Splurge: If you like lodgings that have a sense of drama, you'll love Southern Ocean Lodge. The suites are cantilevered over the edge of a cliff, offering breathtaking views – if you can tear your gaze away from the striking rock-and-wood interiors, that is. Add lavish bedrooms, sunken lounges and glass-walled bathrooms, and you'll feel a serious urge to cocoon.
Save: There are plenty of campsites scattered around the island, but the best option may be the sites at Flinders Chase National Park, including Rocky River and West Bay. Here you'll find some of the most spectacular scenery on the island, as well as attractions such as Remarkable Rocks and Admirals Arch. Unlike the council-run campgrounds, the national park takes bookings. Rocky River is the larger campground, and offers hot showers, flushing toilets and barbecues, as well as resident (wild) koalas.
How they compare:
Southern Ocean Lodge rates start at $1980 per suite, twin share, including meals, beverages and activities.
Flinders Chase camping rates are $25 per car per night.
Great Barrier Reef, Queensland
Why we love it: If you've always loved the idea of being able to grab a snorkel, step off the beach and find yourself in an underwater wonderland, the islands along the southern edge of the Great Barrier Reef are the place to go.

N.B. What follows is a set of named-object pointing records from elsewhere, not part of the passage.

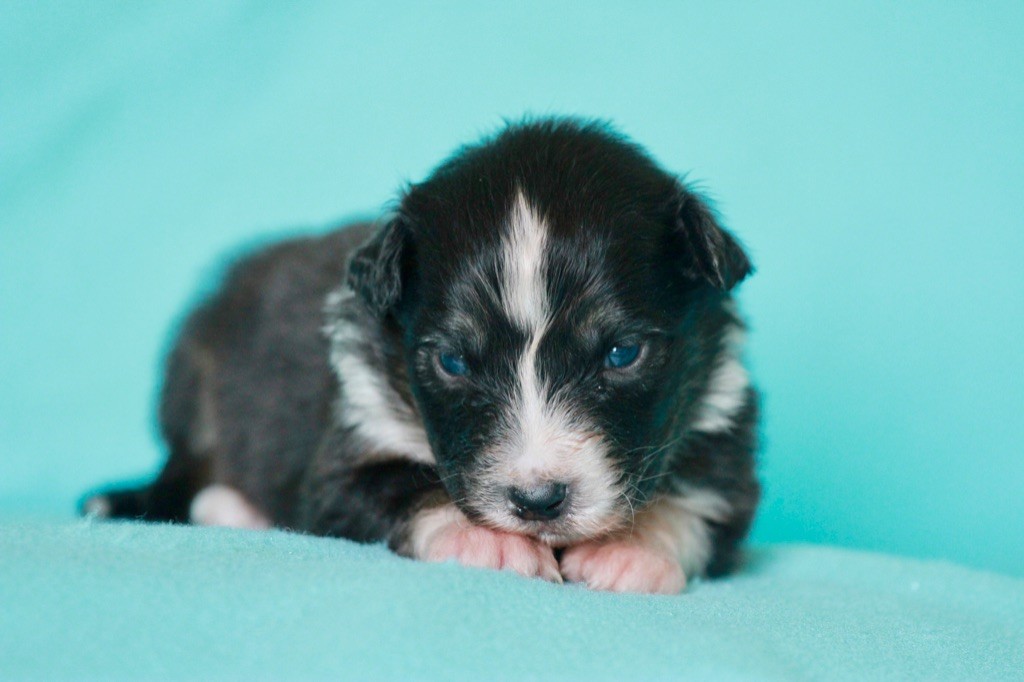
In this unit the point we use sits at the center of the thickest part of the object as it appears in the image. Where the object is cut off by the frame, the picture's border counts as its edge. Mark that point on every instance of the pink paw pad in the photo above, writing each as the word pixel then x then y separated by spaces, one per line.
pixel 624 566
pixel 484 548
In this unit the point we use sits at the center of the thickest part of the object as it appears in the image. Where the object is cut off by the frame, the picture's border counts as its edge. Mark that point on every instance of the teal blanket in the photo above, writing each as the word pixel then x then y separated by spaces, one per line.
pixel 82 600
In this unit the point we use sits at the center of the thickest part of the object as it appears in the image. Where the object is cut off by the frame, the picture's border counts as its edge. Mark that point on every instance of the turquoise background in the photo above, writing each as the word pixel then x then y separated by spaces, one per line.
pixel 870 156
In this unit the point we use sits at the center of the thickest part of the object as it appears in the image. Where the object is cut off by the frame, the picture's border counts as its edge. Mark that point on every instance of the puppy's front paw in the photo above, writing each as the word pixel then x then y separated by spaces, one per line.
pixel 624 565
pixel 444 534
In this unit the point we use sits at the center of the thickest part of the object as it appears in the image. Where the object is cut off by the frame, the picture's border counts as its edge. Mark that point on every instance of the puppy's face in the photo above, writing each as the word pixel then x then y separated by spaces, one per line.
pixel 560 303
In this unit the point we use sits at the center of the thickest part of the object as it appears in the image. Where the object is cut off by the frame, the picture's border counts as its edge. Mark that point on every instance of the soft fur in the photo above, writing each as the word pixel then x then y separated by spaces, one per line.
pixel 311 390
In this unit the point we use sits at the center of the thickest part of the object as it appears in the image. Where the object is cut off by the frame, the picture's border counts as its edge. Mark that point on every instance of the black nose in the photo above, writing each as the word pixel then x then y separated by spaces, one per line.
pixel 541 503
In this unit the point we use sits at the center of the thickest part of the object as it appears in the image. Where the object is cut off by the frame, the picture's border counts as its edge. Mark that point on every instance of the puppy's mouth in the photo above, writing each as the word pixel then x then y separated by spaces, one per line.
pixel 552 516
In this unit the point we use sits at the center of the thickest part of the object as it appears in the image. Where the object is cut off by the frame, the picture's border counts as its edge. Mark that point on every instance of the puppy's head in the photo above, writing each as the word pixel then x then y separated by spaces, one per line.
pixel 560 300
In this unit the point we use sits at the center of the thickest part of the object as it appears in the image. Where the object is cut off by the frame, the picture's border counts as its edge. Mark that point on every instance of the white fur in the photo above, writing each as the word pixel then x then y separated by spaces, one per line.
pixel 669 542
pixel 543 440
pixel 220 505
pixel 369 405
pixel 444 534
pixel 726 392
pixel 523 288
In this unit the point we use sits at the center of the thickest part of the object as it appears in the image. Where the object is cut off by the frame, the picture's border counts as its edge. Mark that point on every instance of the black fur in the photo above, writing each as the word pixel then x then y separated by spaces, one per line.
pixel 250 399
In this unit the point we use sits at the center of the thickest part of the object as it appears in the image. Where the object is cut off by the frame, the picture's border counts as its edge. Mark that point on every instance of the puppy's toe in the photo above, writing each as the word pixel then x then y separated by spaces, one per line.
pixel 623 565
pixel 444 535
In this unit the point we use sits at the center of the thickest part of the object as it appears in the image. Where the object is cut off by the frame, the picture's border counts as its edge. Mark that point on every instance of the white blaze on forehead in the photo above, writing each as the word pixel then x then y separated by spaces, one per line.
pixel 523 287
pixel 542 440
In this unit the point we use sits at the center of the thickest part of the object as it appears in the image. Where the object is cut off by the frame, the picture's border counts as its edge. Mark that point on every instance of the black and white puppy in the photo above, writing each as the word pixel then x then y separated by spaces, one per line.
pixel 532 365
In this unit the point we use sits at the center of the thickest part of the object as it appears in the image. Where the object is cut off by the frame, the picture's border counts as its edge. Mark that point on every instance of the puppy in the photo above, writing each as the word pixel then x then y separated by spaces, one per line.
pixel 532 365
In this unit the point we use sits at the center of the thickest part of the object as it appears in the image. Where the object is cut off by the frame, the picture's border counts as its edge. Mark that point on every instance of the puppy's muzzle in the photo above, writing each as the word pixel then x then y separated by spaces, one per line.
pixel 545 502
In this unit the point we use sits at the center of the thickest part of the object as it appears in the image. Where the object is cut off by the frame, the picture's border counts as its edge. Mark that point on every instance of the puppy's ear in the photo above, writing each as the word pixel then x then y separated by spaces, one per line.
pixel 709 252
pixel 375 271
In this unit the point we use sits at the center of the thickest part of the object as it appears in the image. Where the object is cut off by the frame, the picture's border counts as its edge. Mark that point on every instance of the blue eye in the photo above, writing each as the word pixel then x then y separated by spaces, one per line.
pixel 454 364
pixel 622 356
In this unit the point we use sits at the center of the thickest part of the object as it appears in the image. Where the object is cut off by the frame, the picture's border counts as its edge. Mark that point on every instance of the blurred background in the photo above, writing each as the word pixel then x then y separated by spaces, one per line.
pixel 869 155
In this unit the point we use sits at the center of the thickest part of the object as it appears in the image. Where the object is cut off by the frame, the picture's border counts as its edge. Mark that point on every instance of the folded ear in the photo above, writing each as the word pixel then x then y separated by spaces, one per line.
pixel 710 253
pixel 375 271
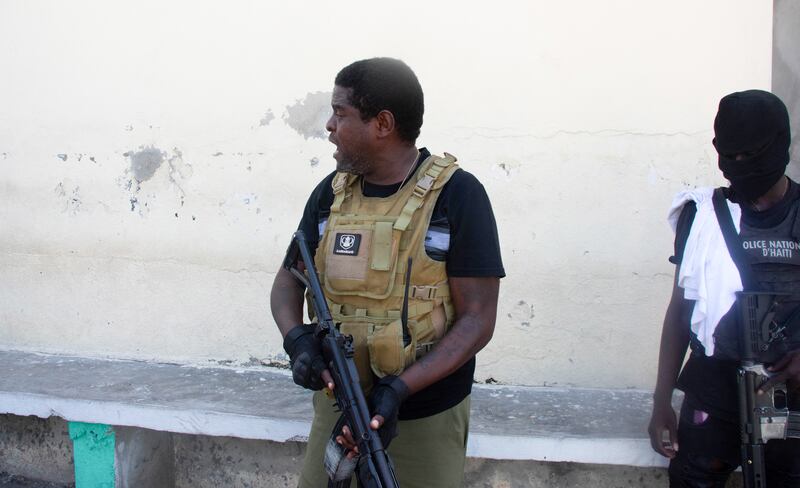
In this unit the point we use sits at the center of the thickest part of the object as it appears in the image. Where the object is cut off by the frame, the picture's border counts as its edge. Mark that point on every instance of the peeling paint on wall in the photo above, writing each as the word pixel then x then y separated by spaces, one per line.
pixel 308 116
pixel 266 119
pixel 70 199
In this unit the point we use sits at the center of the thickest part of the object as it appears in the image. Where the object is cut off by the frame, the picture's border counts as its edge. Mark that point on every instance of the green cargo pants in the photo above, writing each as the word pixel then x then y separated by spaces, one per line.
pixel 427 452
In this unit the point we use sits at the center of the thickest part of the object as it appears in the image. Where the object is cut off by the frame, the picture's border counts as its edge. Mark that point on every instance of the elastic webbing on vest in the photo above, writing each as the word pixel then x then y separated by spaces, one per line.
pixel 422 187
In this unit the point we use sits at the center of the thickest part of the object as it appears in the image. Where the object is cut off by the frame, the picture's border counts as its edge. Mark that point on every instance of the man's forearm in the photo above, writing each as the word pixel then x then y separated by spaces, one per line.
pixel 286 301
pixel 475 301
pixel 674 343
pixel 465 339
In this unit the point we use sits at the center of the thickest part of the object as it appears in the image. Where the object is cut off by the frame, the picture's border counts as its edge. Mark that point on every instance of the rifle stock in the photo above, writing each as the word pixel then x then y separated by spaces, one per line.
pixel 766 416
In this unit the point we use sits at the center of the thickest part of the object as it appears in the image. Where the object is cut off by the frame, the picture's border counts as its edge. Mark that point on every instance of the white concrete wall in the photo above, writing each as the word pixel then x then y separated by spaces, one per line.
pixel 786 69
pixel 582 119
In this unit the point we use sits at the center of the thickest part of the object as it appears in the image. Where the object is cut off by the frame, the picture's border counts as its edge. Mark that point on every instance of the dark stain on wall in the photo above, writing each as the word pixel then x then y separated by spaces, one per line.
pixel 145 162
pixel 308 116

These coral cays are surrounded by magnificent sea life, including turtles and manta rays – and you don't need to worry about the stingers that can plague swimmers further north.
Splurge: Only 12 people can stay on Wilson Island at any given time – and only if they leave the kids at home. This exclusive adults-only resort consists of six safari tents with timber floors and king-size beds.
Save: Part of the same island chain, Lady Musgrave Island has much in common with Wilson Island, including its flora and fauna – turtles nest on both islands. Camping on Lady Musgrave, however, is a no-frills experience, with prices to match. From the start of the Easter school holidays to the end of the January school holidays, camping is available for up to 40 people. The only facilities are composting toilets, so you will need to supply all other necessities – from the tent, food and water to a stove, medical supplies, a reliable torch or two, and plenty of plastic bags.
How they compare:
Wilson Island $1100 per tent per night, twin share.
Lady Musgrave Island, $5.30 per person per night or $21.30 per family (two adults and up to six children under 18). Children under five are free.